The Washington Post tells us that in “Fear” -- that’s the provocative title of Bob Woodward’s chronicle of Donald Trump and his White House -- the president privately calls U.S. Attorney General Jeff Sessions a “traitor” and worse.

“This guy is mentally retarded. He’s this dumb Southerner . . . He couldn’t even be a one-person country lawyer down in Alabama,” Trump is quoted as saying. It’s worth noting that the regional disparagement is getting more attention than the “t” word. From the Post:

“I’m a Southerner, people can judge my intellect, my IQ, by my product and what I produce rather than what somebody else says,” Sen. Johnny Isakson (R-Ga.) said in an interview.

“We’re a pretty smart bunch. We lost the Civil War, but I think we’re winning the economic war since then . . . I’m not gonna get into name calling because I don’t think you should be allowed to call names — including the president,” he added.

Even Trump apparently recognizes that much of his base has a drawl. From a Twitter message he sent out before he turned in last night:

The already discredited Woodward book, so many lies and phony sources, has me calling Jeff Sessions “mentally retarded” and “a dumb southerner.” I said NEITHER, never used those terms on anyone, including Jeff, and being a southerner is a GREAT thing. He made this up to divide!

Yes, making things up to divide Americans is a terrible, terrible thing. We can all agree on that.


Our AJC colleague James Salzer has some good news today for a certain subset of older Georgians:

The Department of Community Health may revise plans to more than triple the cost of insurance coverage for some of Georgia’s retired teachers and employees, reversing a move last month that led some to accuse the agency of steering business to Anthem Blue Cross and Blue Shield.

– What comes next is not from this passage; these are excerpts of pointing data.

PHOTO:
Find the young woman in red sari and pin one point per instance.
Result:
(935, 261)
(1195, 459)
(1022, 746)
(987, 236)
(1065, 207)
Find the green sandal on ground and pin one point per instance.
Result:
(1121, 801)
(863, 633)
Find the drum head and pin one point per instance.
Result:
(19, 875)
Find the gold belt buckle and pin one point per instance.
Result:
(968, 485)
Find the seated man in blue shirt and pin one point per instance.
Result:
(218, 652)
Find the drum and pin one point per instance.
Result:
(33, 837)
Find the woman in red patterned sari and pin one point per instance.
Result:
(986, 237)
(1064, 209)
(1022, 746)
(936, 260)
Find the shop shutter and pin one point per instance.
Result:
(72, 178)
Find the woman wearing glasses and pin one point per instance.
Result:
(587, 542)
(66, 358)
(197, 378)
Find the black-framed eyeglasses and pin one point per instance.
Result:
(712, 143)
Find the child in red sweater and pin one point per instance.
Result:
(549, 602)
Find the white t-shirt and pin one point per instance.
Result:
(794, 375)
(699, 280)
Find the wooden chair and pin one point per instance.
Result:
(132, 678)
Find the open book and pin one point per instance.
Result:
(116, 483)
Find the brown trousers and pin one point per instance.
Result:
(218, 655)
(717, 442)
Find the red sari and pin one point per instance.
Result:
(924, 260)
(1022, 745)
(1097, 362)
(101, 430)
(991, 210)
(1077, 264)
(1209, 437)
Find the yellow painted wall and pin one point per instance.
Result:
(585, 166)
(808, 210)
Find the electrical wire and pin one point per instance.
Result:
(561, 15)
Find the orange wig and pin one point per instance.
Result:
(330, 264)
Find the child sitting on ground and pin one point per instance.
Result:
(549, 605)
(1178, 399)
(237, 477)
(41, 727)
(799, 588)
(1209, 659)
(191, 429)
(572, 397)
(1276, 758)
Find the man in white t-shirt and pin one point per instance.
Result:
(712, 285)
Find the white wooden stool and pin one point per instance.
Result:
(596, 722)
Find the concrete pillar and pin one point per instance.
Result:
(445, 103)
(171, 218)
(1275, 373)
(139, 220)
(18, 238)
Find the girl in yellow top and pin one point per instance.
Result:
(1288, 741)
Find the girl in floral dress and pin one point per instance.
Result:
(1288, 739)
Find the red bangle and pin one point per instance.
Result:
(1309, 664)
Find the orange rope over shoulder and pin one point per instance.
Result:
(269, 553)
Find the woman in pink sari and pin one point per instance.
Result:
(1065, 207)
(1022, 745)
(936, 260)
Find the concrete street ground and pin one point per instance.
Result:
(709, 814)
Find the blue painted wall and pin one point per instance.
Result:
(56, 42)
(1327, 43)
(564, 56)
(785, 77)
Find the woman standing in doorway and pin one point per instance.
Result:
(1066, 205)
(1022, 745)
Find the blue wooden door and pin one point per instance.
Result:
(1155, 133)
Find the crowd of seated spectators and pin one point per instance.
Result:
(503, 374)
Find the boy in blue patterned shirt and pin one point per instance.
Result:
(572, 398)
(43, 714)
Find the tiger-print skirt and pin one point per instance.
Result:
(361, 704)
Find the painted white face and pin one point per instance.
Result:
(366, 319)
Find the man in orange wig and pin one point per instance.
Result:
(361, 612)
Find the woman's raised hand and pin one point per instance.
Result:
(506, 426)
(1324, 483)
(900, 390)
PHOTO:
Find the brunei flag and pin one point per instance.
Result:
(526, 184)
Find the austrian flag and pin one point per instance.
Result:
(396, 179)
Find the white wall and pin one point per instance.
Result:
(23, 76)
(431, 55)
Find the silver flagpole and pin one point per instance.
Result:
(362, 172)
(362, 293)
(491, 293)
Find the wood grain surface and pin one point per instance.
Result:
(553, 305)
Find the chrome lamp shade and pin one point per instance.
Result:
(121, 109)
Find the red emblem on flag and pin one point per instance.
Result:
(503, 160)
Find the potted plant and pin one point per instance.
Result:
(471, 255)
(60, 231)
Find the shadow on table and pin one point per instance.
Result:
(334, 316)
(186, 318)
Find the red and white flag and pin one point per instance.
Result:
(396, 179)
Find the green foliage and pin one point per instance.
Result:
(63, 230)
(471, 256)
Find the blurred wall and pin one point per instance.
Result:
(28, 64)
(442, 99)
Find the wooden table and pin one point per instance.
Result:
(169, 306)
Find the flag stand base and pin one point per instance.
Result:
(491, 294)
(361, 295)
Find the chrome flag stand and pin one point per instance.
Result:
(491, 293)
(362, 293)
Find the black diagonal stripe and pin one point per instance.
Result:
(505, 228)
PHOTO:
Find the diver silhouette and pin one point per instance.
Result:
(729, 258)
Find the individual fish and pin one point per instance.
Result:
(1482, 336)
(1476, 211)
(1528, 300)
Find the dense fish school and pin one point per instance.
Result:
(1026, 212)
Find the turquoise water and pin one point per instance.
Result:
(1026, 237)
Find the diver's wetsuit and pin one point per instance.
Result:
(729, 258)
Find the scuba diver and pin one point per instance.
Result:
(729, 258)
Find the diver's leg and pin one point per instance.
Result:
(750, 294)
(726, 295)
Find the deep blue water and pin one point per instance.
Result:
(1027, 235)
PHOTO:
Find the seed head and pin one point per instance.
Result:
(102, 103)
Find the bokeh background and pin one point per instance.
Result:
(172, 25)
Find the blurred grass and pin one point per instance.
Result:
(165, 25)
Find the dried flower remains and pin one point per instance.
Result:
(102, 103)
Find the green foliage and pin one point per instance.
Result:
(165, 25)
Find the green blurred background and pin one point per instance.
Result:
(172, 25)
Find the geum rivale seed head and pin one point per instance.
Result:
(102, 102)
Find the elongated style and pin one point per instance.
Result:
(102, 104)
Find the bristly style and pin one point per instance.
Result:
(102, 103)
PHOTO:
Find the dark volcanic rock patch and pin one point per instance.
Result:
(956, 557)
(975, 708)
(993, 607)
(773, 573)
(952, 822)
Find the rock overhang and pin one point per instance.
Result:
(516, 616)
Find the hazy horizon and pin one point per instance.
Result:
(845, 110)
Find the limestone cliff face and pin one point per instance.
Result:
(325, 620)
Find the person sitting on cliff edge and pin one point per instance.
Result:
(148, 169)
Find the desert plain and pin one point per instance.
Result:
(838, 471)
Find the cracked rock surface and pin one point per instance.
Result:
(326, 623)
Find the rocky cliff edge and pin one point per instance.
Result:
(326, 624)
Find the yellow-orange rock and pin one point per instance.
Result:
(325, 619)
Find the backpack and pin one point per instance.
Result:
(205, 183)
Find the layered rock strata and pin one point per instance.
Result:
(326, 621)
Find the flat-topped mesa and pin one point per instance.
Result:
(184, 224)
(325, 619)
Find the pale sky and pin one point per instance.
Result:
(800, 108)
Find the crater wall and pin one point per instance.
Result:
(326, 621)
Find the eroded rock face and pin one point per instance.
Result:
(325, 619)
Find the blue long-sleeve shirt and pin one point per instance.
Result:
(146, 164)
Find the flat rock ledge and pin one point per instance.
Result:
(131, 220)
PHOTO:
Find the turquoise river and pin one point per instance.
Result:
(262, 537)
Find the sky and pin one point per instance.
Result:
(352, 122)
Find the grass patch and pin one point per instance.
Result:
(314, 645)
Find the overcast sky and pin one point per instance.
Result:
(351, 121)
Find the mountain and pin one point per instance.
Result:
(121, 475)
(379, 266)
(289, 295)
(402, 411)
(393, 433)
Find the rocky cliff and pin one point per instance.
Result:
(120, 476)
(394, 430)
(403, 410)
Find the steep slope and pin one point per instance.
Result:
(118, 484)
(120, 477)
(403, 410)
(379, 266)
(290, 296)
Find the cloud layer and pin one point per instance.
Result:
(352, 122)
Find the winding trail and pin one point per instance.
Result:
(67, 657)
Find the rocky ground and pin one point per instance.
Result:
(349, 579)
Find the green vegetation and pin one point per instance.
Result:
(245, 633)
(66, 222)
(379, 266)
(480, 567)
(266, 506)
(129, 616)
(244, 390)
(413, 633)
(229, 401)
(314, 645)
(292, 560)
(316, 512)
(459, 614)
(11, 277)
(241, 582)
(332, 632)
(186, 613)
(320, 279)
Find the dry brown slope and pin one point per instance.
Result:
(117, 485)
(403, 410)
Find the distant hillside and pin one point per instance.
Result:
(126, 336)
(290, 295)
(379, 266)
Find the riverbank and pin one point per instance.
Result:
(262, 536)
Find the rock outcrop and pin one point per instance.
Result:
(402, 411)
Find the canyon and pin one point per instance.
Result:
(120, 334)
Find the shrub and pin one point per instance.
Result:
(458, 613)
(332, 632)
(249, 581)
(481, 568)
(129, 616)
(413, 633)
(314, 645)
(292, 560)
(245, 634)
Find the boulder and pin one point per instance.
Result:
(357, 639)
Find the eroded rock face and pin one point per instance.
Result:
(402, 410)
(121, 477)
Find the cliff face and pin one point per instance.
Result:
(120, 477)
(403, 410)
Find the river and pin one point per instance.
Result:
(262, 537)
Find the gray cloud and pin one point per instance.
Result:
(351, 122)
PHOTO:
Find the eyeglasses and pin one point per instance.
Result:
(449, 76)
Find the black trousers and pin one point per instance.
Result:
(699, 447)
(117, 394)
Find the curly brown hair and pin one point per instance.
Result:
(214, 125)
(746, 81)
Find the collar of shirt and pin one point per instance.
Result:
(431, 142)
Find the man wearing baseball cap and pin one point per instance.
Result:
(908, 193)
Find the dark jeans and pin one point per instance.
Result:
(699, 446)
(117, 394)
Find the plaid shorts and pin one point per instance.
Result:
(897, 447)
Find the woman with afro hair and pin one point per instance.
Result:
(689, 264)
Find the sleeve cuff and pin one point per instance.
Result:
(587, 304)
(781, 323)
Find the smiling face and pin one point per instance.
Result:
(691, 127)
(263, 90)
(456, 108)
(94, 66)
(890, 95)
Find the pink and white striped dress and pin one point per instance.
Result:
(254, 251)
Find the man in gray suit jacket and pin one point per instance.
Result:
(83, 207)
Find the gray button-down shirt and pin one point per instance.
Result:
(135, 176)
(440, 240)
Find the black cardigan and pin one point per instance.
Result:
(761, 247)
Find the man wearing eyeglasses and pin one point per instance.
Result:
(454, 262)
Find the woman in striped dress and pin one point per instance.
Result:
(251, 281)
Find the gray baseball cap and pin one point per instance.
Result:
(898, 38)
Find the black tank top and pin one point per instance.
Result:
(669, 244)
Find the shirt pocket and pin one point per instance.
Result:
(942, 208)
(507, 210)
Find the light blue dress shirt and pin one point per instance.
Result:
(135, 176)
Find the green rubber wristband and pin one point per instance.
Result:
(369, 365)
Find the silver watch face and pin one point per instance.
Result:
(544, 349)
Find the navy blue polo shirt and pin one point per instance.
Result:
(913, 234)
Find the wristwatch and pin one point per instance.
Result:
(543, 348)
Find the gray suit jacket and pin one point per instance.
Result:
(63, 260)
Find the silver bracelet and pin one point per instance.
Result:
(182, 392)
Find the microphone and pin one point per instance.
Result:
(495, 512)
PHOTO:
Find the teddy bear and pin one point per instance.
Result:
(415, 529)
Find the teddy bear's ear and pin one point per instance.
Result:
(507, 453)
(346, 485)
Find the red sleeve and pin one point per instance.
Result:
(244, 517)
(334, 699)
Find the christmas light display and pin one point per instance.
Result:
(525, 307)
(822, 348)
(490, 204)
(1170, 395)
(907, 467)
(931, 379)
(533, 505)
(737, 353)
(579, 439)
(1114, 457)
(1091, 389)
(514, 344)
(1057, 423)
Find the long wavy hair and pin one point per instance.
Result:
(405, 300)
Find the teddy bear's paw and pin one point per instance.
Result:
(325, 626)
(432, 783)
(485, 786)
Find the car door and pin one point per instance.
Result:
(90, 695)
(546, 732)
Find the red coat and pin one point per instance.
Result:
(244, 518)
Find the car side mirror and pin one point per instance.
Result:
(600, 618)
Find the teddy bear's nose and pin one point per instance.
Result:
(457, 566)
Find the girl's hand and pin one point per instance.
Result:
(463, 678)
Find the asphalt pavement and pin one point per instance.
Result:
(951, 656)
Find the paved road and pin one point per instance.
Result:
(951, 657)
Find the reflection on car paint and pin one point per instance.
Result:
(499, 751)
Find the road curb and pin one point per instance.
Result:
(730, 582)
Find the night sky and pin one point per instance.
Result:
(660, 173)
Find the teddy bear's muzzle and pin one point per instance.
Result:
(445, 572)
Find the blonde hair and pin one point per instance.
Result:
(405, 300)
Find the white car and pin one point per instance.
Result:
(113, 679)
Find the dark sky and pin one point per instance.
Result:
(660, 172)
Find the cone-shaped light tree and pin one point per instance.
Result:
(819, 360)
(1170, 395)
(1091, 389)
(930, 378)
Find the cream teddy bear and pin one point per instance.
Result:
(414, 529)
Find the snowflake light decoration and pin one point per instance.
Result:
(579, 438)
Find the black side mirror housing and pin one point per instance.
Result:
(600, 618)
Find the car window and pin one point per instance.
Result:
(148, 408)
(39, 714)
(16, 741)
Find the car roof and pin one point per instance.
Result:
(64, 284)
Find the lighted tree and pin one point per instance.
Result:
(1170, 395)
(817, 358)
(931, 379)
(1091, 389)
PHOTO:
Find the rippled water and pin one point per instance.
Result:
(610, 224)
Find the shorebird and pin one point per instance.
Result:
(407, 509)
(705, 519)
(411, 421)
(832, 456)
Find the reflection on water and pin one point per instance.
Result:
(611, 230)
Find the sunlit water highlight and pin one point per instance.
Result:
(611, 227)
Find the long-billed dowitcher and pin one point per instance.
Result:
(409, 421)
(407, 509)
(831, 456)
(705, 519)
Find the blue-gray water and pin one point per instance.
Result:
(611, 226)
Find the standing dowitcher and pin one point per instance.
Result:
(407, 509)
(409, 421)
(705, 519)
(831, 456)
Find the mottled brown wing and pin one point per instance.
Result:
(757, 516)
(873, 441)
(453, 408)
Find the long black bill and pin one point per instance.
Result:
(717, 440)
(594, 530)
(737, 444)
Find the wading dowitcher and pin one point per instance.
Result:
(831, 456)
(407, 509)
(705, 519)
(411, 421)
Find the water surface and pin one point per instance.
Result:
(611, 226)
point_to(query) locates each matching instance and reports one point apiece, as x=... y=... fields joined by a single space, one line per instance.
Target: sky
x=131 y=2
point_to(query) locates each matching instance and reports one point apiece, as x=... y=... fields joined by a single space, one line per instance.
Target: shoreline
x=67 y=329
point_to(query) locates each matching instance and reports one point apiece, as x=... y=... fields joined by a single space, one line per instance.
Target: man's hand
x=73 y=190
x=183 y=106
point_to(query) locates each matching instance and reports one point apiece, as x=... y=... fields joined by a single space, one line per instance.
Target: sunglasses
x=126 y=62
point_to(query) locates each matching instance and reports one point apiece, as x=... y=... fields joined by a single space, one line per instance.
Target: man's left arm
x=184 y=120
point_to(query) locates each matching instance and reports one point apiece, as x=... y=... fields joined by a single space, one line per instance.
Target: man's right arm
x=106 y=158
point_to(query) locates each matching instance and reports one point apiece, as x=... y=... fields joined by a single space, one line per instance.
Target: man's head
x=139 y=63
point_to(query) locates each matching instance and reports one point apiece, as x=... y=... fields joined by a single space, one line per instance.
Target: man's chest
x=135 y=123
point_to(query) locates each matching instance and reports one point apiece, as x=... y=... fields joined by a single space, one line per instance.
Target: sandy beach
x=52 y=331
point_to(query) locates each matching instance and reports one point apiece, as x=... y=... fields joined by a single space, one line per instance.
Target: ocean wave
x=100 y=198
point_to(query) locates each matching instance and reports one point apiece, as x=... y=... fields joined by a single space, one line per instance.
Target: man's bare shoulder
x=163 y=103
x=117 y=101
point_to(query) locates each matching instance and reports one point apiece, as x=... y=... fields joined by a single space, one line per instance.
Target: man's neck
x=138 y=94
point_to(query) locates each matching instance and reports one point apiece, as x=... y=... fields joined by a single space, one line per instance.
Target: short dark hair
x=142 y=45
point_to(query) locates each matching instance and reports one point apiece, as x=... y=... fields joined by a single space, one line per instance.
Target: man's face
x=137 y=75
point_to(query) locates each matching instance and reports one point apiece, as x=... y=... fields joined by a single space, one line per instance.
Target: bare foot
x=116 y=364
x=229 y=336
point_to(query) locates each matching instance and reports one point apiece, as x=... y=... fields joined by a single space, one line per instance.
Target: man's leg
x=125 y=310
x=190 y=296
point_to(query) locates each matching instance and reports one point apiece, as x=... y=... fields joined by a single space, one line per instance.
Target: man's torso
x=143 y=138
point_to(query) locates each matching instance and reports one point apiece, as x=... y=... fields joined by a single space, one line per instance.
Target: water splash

Remaking Atlanta’s interior is another trending topic today. From our AJC colleague Scott Trubey:

Atlanta Hawks lead owner Tony Ressler said plans to redevelop downtown’s Gulch will transform the city, but the complex project requires not only billions of dollars in private funding, but also a substantial public investment to make it a reality.

Ressler, in his most expansive comments to date about the Gulch, told The Atlanta Journal-Constitution that the Hawks and their development partners, CIM Group, are committed to bringing billions in new investment downtown.

Meanwhile, the Atlanta Business Chronicle has this:

Chick-fil-A CEO Dan Cathy is working with Georgia Tech on a long-term master plan that would cap the Downtown Connector to create a park that links Midtown with the heart of Tech’s campus, according to multiple sources. Cathy pitched the idea in a meeting last month to Georgia Economic Development Commissioner Pat Wilson and Department of Transportation Commissioner Russell McMurry.


But back to Washington and its ways: Chris Wray appears to be in Trump’s crosshairs once again. The FBI director and longtime Atlanta resident was apparently on the president’s mind over the holiday weekend, according to sources quoted by NBC News:

Trump has criticized Wray as another figure in the Justice Department who is not protecting his interests — and is possibly out to undermine his presidency, these people said.

Trump is "in the worst mood of his presidency and calling friends and allies to vent about his selection of (Attorney General Jeff) Sessions and Wray," said one person familiar with the president’s thinking. This person said the president was particularly focused on both men over the Labor Day weekend.

This isn’t the first time Wray has attracted the ire of the president, but the King & Spalding alum has taken great pains to stay under the radar during his first year helming the FBI.

Speaking of law enforcement: The White House is playing host today to a half-dozen law enforcement officers from Butts and Jasper counties. U.S. Sen. David Perdue’s office sends word that officers from Jackson, Shady Dale and Monticello, Ga., will be among those meeting with senior White House staff and President Trump today to discuss public safety.